Ryan  Medders

Ryan Medders, Ph.D.

Professor

rmedders@callutheran.edu
805-493-3681
Swenson 244

About

Dr. Ryan Medders is a professor in the Communication department. He received his Ph.D. in Communication, with an emphasis in Technology & Society, from the University of California, Santa Barbara, his M.S. in Mass Communications from San Jose State University, and his B.A. in Political Science from Stanford University. His teaching specialization is mass communication and research methods, and he also teaches courses on political communication and international media.

Dr. Medders most recently served as Faculty Representative to the Board of Regents and Chair of the Faculty Assembly at Cal Lutheran. He previously served as chair of the Communication department.

Dr. Medders' research addresses the social and psychological effects of the media, and he is currently examining selective exposure to and credibility assessment of online news and information. His work has been published in journals including the Journal of Communication and Digital Journalism, in the book Kids and Credibility: An Empirical Examination of Youth, Digital Media Use, and Information Credibility, and in the edited collection Online Credibility and Digital Ethos: Evaluating Computer-Mediated Communication.

Education

Ph.D., University of California, Santa Barbara

M.S., San Jose State University

B.A., Stanford University 

Publications

Hettinga, K., Medders, R. B., & Docter, S. (in press). Student media coverage of censorship and press freedom. College Media Review.

Medders, R. B., & Metzger, M. J. (2018). The role of news brands and news leads in selective exposure to political information on the Internet. Digital Journalism, 6(5), 599-618.

Metzger, M. J., Flanagin, A. J., Medders, R., Pure, R., Markov, A., & Hartsell, E. (2013). The special case of youth and digital information credibility. In M. Folk, & S. Apostel (Eds.), Online credibility and digital ethos: Evaluating computer-mediated communication (pp. 148-168). Hershey, PA: Information Science Reference.

Metzger, M. J., Flanagin, A. J., Pure, R., Medders, R. B., Markov, A., Hartsell, E., & Choi, E. (2011). Adults and credibility: An empirical examination of digital media use and information credibility. Research report prepared for the John D. and Catherine T. MacArthur Foundation. University of California, Santa Barbara, CA.

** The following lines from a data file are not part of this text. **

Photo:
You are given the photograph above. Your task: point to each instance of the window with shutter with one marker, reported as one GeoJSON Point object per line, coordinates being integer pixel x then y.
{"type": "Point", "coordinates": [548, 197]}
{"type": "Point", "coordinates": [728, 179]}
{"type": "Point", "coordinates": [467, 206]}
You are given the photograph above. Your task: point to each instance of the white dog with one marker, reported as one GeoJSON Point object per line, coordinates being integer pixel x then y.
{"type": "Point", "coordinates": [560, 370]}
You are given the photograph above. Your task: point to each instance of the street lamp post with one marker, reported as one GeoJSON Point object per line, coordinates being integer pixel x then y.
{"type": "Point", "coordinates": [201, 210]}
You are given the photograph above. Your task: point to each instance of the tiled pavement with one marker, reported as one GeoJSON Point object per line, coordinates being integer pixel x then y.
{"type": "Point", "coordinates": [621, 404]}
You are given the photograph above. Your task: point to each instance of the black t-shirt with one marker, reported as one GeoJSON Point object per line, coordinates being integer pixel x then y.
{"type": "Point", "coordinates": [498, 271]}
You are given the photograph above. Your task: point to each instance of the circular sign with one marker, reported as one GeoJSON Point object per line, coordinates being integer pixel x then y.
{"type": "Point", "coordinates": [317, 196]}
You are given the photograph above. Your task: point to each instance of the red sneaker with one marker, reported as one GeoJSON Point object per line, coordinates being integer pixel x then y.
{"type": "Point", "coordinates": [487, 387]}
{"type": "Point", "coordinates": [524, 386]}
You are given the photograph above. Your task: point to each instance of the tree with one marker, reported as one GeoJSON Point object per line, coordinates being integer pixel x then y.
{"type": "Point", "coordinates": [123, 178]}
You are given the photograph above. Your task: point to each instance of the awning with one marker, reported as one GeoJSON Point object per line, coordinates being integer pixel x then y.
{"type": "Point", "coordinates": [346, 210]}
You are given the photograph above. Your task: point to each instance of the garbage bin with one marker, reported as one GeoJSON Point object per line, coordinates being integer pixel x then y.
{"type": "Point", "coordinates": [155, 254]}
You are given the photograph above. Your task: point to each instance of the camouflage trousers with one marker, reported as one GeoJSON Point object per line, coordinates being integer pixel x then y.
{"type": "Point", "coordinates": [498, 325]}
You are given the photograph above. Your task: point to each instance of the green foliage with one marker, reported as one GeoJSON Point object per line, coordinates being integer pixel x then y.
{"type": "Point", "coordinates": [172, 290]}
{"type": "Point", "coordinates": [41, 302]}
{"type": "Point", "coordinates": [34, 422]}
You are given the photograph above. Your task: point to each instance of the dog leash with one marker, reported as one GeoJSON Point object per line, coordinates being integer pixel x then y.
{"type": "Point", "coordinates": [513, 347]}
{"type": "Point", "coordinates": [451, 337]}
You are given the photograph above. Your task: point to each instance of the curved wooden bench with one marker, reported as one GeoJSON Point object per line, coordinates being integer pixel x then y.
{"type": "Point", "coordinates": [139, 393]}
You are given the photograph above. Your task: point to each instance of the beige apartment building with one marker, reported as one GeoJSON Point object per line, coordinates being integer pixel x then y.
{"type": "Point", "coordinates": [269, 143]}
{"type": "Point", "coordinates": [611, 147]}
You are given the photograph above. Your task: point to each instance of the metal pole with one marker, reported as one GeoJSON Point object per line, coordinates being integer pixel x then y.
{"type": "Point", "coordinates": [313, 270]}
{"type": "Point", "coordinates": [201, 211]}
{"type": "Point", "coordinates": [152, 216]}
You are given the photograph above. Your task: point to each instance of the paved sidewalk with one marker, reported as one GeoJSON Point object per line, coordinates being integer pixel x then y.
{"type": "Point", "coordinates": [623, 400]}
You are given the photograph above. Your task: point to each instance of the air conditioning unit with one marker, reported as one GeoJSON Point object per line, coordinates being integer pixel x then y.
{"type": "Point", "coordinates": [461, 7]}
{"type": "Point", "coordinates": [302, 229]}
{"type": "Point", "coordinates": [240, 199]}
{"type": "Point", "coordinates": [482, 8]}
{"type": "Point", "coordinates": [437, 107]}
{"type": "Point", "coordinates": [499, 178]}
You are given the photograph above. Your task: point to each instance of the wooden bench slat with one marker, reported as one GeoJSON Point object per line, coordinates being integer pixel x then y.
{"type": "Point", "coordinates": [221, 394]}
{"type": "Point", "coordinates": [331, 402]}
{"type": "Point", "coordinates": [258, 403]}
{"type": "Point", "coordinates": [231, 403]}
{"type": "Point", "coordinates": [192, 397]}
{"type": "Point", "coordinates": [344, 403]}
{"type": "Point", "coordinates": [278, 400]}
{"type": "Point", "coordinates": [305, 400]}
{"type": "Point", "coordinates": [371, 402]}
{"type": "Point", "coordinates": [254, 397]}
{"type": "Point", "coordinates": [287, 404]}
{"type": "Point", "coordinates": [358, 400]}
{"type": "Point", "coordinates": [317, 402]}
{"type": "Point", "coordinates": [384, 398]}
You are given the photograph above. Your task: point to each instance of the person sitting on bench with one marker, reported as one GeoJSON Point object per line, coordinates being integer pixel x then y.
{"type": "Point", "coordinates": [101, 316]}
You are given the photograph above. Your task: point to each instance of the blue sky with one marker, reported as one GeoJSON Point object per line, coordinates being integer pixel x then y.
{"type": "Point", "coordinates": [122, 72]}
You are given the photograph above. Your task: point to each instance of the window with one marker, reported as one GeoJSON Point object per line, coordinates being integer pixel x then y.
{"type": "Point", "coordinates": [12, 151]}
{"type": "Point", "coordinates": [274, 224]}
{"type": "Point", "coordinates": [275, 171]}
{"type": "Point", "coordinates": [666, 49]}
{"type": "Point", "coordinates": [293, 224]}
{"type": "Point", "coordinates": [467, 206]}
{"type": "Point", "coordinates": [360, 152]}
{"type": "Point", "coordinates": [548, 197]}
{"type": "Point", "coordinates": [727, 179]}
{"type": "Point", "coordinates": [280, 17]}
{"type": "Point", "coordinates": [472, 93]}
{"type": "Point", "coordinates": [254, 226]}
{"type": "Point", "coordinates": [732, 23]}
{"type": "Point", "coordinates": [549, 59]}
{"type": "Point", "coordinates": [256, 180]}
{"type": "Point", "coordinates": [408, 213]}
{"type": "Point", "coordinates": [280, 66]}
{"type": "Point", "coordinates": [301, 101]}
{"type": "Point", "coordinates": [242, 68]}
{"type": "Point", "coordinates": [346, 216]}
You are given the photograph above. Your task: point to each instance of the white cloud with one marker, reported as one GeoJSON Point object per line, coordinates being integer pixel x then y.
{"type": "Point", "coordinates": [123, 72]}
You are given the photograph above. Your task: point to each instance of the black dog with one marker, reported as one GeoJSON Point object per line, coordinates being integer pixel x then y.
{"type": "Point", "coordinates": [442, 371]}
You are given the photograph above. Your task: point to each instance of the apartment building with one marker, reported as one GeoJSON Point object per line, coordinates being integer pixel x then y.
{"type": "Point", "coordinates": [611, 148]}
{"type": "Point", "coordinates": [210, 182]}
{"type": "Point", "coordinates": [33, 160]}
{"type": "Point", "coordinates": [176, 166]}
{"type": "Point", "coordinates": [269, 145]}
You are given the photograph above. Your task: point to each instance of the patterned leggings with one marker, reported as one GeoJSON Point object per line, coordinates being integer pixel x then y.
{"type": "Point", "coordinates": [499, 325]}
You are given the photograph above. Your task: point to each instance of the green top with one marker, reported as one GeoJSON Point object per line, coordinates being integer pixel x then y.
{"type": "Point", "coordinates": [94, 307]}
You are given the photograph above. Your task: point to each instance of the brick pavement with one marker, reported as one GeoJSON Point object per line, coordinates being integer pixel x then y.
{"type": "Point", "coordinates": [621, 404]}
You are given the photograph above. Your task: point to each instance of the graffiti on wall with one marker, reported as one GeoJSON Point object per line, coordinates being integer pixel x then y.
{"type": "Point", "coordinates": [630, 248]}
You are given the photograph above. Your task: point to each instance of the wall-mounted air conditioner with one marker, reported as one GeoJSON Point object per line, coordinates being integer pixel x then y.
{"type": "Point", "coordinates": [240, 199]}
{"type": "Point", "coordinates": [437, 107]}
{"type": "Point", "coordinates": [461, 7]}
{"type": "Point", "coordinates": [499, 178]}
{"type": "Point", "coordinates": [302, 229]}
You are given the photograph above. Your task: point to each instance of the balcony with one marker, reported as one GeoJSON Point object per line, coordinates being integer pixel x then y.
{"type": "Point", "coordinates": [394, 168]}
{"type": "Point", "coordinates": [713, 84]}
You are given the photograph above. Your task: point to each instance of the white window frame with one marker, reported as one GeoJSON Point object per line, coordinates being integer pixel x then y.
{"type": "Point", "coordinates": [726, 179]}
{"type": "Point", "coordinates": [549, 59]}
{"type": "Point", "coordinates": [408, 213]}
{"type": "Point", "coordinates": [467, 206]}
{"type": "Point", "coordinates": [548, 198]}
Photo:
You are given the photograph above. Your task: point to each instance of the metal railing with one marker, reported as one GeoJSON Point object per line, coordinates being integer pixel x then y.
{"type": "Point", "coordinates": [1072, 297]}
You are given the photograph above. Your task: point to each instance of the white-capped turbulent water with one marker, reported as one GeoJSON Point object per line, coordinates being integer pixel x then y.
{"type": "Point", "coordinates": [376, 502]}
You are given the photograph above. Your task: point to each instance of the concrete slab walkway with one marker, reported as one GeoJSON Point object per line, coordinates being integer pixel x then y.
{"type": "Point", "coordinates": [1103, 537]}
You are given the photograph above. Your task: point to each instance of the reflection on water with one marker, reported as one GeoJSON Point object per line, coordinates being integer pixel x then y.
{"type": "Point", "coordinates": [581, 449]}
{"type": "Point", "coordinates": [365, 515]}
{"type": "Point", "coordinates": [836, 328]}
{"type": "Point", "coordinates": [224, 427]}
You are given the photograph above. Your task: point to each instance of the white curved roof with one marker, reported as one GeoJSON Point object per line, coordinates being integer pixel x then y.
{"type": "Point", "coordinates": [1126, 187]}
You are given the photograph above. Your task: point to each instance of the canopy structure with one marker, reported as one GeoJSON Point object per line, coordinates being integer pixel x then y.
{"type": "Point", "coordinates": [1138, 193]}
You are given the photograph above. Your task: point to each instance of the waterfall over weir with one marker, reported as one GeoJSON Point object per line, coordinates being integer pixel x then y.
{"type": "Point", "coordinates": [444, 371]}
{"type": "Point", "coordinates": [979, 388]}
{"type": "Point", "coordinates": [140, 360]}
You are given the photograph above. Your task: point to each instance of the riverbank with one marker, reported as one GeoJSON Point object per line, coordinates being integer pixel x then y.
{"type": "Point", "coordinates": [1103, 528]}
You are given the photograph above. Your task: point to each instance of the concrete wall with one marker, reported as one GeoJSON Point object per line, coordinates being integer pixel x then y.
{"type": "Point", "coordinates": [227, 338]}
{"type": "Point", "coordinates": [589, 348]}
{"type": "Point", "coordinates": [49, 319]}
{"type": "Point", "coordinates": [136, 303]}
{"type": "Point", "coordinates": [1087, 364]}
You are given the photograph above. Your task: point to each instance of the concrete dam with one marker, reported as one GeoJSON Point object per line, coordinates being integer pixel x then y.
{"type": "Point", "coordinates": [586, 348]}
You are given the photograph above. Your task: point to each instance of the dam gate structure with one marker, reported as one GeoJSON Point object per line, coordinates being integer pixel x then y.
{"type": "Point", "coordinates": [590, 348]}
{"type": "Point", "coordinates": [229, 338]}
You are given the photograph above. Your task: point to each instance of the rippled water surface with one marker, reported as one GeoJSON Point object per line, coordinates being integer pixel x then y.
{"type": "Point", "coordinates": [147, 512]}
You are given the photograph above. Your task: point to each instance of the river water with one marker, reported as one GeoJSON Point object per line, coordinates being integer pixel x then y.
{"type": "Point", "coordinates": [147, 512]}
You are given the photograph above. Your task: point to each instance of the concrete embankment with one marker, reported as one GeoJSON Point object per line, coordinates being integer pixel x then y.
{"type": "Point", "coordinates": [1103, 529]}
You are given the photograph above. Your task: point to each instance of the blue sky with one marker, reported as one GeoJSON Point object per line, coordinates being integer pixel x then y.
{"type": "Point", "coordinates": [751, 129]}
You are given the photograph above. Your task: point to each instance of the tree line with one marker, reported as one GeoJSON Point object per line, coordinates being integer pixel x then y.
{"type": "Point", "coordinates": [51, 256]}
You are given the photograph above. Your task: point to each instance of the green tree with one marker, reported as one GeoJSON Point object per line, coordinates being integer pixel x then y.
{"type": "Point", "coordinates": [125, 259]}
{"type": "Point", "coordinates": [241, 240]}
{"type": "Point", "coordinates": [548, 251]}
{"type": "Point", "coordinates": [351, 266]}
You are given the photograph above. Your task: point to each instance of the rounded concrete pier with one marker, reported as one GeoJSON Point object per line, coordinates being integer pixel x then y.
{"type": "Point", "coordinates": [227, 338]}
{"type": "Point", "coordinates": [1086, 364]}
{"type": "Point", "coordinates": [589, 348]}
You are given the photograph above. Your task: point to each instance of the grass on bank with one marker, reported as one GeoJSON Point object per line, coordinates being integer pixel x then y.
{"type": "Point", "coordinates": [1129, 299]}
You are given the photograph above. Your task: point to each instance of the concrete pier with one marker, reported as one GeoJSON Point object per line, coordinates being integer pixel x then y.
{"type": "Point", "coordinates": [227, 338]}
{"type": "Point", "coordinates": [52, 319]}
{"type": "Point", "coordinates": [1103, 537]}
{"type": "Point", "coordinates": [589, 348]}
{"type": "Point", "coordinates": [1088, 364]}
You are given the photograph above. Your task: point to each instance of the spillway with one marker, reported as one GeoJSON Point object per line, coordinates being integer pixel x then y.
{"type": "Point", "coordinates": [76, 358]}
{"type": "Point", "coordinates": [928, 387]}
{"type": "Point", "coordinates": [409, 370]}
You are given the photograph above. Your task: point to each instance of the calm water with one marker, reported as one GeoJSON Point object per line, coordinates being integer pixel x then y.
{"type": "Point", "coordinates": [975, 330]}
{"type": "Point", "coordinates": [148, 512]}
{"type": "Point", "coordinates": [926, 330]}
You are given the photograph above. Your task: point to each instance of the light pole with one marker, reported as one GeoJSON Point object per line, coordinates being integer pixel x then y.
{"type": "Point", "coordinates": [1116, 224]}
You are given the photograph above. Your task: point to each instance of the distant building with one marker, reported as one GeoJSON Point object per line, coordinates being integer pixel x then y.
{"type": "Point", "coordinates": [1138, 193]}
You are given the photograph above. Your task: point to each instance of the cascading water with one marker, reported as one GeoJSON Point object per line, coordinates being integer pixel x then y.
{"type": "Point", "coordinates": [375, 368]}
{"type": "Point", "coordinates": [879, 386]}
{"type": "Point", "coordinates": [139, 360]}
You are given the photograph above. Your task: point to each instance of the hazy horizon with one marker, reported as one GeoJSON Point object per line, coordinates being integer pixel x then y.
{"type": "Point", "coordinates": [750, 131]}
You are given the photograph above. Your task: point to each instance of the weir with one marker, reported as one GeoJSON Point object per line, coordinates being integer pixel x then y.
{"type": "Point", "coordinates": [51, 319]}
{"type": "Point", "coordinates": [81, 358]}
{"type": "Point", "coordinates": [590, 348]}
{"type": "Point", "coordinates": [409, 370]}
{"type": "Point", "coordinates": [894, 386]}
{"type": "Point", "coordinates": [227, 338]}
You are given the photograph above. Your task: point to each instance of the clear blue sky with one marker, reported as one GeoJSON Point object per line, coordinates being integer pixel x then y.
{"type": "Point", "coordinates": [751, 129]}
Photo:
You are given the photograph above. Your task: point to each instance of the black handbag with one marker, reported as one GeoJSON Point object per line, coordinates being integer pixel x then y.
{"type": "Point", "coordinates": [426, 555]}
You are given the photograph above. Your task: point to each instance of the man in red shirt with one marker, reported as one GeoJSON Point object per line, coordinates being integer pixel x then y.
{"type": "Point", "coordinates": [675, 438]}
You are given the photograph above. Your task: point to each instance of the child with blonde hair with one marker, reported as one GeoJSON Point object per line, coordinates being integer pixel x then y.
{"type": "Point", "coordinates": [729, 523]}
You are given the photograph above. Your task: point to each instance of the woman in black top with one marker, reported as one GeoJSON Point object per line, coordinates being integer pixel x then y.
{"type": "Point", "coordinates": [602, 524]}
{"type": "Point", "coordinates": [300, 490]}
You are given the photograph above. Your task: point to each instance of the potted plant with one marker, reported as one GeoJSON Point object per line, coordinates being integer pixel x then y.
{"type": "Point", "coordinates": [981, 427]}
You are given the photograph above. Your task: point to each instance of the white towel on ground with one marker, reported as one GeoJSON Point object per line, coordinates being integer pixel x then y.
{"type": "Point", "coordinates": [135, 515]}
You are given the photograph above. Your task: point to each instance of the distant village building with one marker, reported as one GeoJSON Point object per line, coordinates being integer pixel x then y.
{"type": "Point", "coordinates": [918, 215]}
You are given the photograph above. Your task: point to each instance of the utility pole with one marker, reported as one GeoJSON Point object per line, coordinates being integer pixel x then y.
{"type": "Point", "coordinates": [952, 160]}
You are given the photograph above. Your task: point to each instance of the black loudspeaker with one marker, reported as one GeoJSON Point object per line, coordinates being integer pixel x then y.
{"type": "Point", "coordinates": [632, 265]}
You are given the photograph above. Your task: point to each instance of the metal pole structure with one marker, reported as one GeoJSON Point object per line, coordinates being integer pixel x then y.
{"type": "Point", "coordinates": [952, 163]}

Metzger, M. J., Flanagin, A. J., & Medders, R. B. (2010). Social and heuristic approaches to credibility evaluation. Journal of Communication, 60, 413-439.

Flanagin, A. J., & Metzger, M. J. with Hartsell, E., Markov, A., Medders, R. B., Pure, R., & Sim, E. (2010). Kids and credibility: An empirical examination of youth, digital media use, and information credibility (The MacArthur Foundation Reports on Digital Media and Learning). MIT Press: Cambridge, Mass.

Grant Funding

Embracing Spanish for the Professions at Home and Abroad, Co-Principal Investigator, 2022-2024. [$159,692], Undergraduate International Studies and Foreign Language program of the U.S. Department of Education.